Modal and non-modal stability for Hagen-Poiseuille flow with non-ideal fluid

Modal and non-modal stability analyses are applied to Hagen-Poiseuille flow with a non-ideal fluid. The non-ideal fluid is defined as a fluid close to its vapor-liquid critical point. In this region, properties of the fluid deviate significantly from the assumptions of the ideal gas model. In this paper, the specific example of CO₂ near the critical point is taken as a non-ideal fluid. We studied fluids at supercritical pressure and different wall temperatures so that the centerline temperatures can be lower, equal, and higher than the pseudo-critical temperature.
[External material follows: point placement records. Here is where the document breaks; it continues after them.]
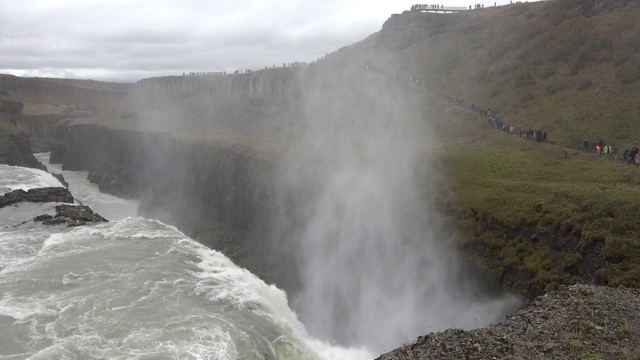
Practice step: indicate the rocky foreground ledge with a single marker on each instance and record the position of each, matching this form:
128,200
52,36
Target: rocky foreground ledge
71,215
573,322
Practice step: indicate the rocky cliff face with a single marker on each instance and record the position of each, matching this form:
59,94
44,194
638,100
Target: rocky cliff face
215,194
15,148
272,84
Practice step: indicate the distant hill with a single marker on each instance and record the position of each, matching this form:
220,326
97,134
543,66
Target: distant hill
571,67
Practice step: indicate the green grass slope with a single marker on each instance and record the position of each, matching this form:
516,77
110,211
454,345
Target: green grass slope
537,215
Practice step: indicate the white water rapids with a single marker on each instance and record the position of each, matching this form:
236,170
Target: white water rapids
132,288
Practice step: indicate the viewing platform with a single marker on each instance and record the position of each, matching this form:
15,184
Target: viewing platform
438,8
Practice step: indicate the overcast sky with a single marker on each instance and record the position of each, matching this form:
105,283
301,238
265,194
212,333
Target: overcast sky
119,40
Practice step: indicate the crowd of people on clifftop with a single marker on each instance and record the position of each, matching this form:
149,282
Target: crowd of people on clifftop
610,152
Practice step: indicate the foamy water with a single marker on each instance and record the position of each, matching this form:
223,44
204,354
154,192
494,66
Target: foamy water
134,289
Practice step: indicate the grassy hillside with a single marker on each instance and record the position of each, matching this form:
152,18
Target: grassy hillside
536,214
571,67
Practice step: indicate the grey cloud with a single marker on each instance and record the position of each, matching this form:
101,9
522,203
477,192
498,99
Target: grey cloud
108,40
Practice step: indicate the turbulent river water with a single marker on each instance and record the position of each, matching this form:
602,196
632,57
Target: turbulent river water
132,288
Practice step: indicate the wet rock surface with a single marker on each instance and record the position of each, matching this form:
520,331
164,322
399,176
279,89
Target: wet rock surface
573,322
50,194
71,215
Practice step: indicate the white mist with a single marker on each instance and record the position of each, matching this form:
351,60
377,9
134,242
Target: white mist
375,269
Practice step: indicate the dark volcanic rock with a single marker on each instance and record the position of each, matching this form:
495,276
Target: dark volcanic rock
573,322
51,194
72,215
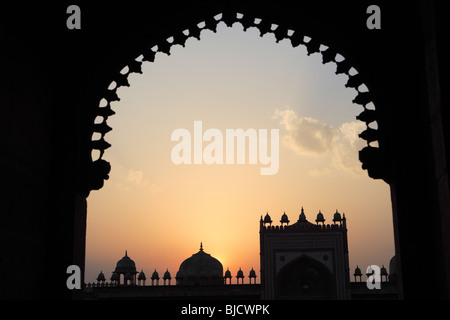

Flow instability is characterized by the Reynolds number, and the product of the Prandtl and Eckert numbers. In modal stability analysis, we observe that there is no unstable mode in Hagen-Poiseuille flow with a non-ideal fluid. Regarding the growth rate, as the axial wavenumber increases, another mode becomes the least stable. The non-modal theory is employed to investigate the optimal response to harmonic external force and transient energy growth. The influence of axial and azimuthal wave numbers, Prandtl and Eckert numbers, and thermodynamic states are also taken into account. In this study, we identify an generalized inflection point in the transcritical base profile, causing the transcritical state to be the most unstable. In non-modal instability, we observe that the optimal response mainly occurs at time invariant axisymmetric disturbance. This suggests that the axisymmetric disturbance could potentially initiate the transition to turbulence.